PDA

View Full Version : robots.txt


rbradscott
6-3-05, 03:04 AM
I want my main site page at domain.com/index.html to be the only page that google (et al) crawls. My robots.txt is:

User-agent: *
Disallow: /

Will this prevent search engines like google from listing my site entirely (not my goal), or just prevent them from crawling anything past the first/root page, which is my goal?

B&T
6-3-05, 03:08 AM
Use an empty robots.txt file and put this in the index page

<meta name="ROBOTS" content="INDEX,NOFOLLOW">

rbradscott
6-3-05, 03:12 AM
Wow, thanks for your immediate reply! Can I not achieve my goal by using robots.txt, at all? I like the idea of keeping the "do not enter" sign as a seperate file I can edit to selectively allow access (at a future date) without having to edit my index.html. I do understand how your suggestion would work, regardless - thanks.

B&T
6-3-05, 03:16 AM
I do not believe you can do that with the robots.txt file. But someone else may know more about it than I do.

B&T
6-3-05, 06:44 AM
Using B & T's suggestion you would need to also install this on every webpage that you don't want indexed since by default robots will index all pages:
Not true. The bot starts with the default page and goes from there. That tells it to stop. Look at what I posted again.

Croc Hunter
6-3-05, 08:41 AM
Personaly.. I think you should decide if you want your site indexed or not.
Then use a robots text and htaccess to block them all.
Or password protect where you don't want them.
If you don't want it seen.. don't put it on the net.

stevel
6-3-05, 09:57 AM
I agree with keyplyr - you can't assume that every bot will start indexing at your home page.

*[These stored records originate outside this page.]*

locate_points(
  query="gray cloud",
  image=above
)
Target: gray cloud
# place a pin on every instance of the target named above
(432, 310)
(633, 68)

If you have "Disallow /" in your robots.txt, that will prevent indexing of any of your site. Unfortunately, there is no way I can think of in a robots.txt to disallow all but one page of a site. See http://www.robotstxt.org/wc/norobots.html for documentation on robots.txt.

The meta tag, applied to every page you don't want indexed, is your best bet. Most spiders will honor it.

YvetteKuhns
6-3-05, 10:35 AM
Your site can be indexed by search engine robots without meta tags or robots.txt. Google does not read meta tags. If you have a link from a site like mine that is visible on other search engines, the robots will follow the link from my site to yours.

Including the meta tags is good for meta search engines such as MSN. MSN search also LOVES robots.txt. It is a good idea to use both meta tags and robots.txt. You can specify what should or should not be indexed. Google has a habit of indexing anything, though, so try using password protection for web stats and other things that should not be indexed.

B&T
6-3-05, 11:31 AM
If you take that approach, you cannot be sure a bot will pay attention to what you say at all.

It has worked as I said for me where I have used it. But you can do something else if you want :rolleyes:

rbradscott
6-3-05, 01:19 PM
Thanks so much for the discussion folks! This is exactly how we (all) get the "best" answer. I can read computer geek chat all day long, too! It's like we're all solving a puzzle together.

rbradscott
6-3-05, 03:11 PM
Just received this advice from a friend, whaddya think?

Although it's not great, it sounds like the best thing you could do
would be to explicitly disallow all the top-level file and folders. You
could do this by just denying all files that start with all characters
except 'i', and then deal with blocking out all the other files and
directories that start with 'i'. So, something like this:

User-agent: *
Disallow: /a
Disallow: /A
Disallow: /b
Disallow: /B
Disallow: /c
Disallow: /C
... (upto but not including 'i')
Disallow: /I
Disallow: /j
Disallow: /J
... (up to zZ)
Disallow: /0
Disallow: /1
Disallow: /2
Disallow: /3
... (up to 9)
(then disallow all files and directories that start with 'i' but not
index.html)
Disallow: /iguana
Disallow: /istanbul

YvetteKuhns
6-7-05, 02:28 PM
How many folders do you plan on having? It would be better to list the actual folder names as they are created, so you don't get confused later. Anything that should NOT be indexed should be stored in a folder to be protected.

I try to protect specific file extensions from being searched.
IndexIgnore *.gif *.jpg *.ico *.zip *.swf *.mp3 *.m3u *.avi *.ra
(This is in my .htaccess file.)